Let's graph that, while we're at it. First, holding down the left mouse button, drag the cursor from cell D2 down and across to cell E89 and let go. Once the D2:E89 range is highlighted, click the icon on the top of the OpenOffice/LibreOffice Calc screen, which looks like a miniature, loudly colored bar chart or pie chart. In the Choose a Chart Type dialogue box, select X-Y (Scatter), and then Next to accept the default scatterplot. Instant art!

Then hit Next again. And twice more, landing you in the "Choose titles, legends, and grid settings" dialogue box. For Chart Title, try "Discharge and Recurrence Interval" or some such. For Value (X) Axis, put in "Recurrence Interval" or "RI." For Value (Y) Axis, put in "Discharge (cfs)" or "D (cfs)." Then, unclick the Display Legend box (it's useless here). Hit Finish.

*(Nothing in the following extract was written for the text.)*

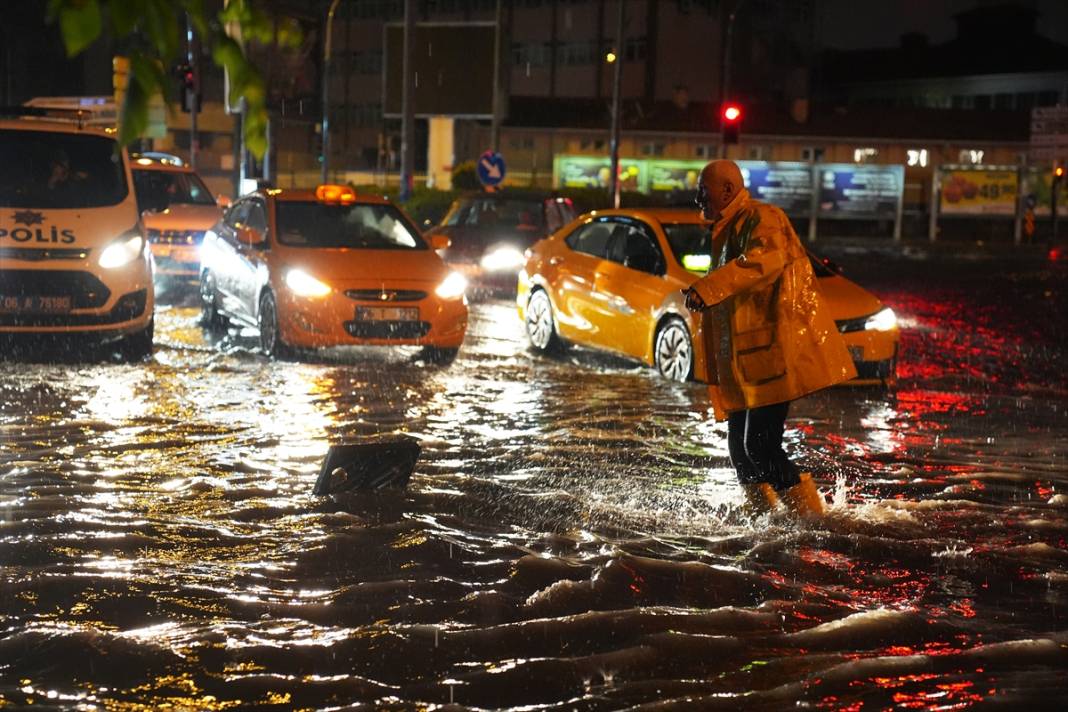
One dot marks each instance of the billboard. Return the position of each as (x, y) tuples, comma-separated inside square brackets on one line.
[(978, 191), (849, 190), (453, 67), (595, 171)]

The graph comes up, inconveniently located in your spreadsheet, probably covering up your data. Move your cursor to someplace on the grey border of the graph, so that the cursor changes to a crossed pair of small arrows. Then, holding down the left mouse button, move it somewhere more useful, such as cell I1 or I2.

Optional Bonus

If you're feeling artistically inclined, there are all kinds of (strictly optional) cool options in OpenOffice/LibreOffice for prettying up a graph. You can edit a graph any time you see the thick grey border with pin boxes on each side and corner. If it does not look like that, you only need to double-click on it to put it back in editing mode. You can change the scatterplot dots by tapping one, so they all light up, right-clicking, and picking Object Properties. You can knock yourself out in there futzing around with the choices.

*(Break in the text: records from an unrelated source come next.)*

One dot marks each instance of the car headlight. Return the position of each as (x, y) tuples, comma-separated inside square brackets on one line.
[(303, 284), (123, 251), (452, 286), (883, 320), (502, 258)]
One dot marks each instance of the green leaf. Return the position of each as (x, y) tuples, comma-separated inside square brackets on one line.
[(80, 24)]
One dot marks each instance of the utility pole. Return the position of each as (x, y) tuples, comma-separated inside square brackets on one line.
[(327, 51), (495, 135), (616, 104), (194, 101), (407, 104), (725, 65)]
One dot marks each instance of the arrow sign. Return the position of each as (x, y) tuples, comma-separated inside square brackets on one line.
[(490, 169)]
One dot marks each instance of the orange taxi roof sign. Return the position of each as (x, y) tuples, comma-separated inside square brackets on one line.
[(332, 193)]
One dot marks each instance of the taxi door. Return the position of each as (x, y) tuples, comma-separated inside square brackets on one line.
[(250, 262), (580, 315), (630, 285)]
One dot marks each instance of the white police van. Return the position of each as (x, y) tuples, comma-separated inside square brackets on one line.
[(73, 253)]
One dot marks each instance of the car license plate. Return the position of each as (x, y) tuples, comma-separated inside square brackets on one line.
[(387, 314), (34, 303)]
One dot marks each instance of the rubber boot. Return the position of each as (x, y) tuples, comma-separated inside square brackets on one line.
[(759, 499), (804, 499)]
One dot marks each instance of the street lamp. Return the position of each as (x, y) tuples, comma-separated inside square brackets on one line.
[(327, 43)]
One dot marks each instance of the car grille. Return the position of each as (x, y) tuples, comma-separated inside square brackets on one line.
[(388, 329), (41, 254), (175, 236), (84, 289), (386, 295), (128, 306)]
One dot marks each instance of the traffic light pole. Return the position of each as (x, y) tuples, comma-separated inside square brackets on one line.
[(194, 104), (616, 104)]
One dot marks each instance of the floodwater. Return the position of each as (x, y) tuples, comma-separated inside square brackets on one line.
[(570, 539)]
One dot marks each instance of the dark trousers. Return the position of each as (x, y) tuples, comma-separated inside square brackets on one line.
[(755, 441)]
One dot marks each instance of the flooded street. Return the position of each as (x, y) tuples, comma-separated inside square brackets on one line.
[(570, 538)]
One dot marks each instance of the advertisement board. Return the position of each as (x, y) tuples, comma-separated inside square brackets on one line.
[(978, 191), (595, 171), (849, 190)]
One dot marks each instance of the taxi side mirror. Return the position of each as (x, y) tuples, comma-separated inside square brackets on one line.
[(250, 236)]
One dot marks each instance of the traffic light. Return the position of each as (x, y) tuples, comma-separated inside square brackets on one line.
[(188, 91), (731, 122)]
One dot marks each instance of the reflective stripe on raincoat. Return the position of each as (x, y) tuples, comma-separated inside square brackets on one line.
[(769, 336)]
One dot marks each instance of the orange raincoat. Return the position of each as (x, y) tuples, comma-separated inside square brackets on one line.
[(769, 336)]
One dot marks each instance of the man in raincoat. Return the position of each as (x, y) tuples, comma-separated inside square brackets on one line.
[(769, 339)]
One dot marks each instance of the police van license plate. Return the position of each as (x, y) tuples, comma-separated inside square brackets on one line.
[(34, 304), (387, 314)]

You can double-click on the white area of the chart away from the titles, axes, and chart wall and again right-click to get the menu and its Object Properties options. You can put a line around the chart (a neat-line) in the Borders tab, change the color of the whole chart under Area, and mess around with all kinds of special effects under Transparency. You will be dismayed, perhaps, by having the color appear throughout the whole chart, including the chart wall behind the dots. Not to worry, you can tap on the chart wall and, when you see green squares marking off just that area, you can right-click, select Object Properties, select Color under Area, and then scroll down an click on white or whatever color you fancy. You can click on either axis to change the decimal places of accuracy, the scale range you want on there (unclick Automatic to change anything in any of those tabs).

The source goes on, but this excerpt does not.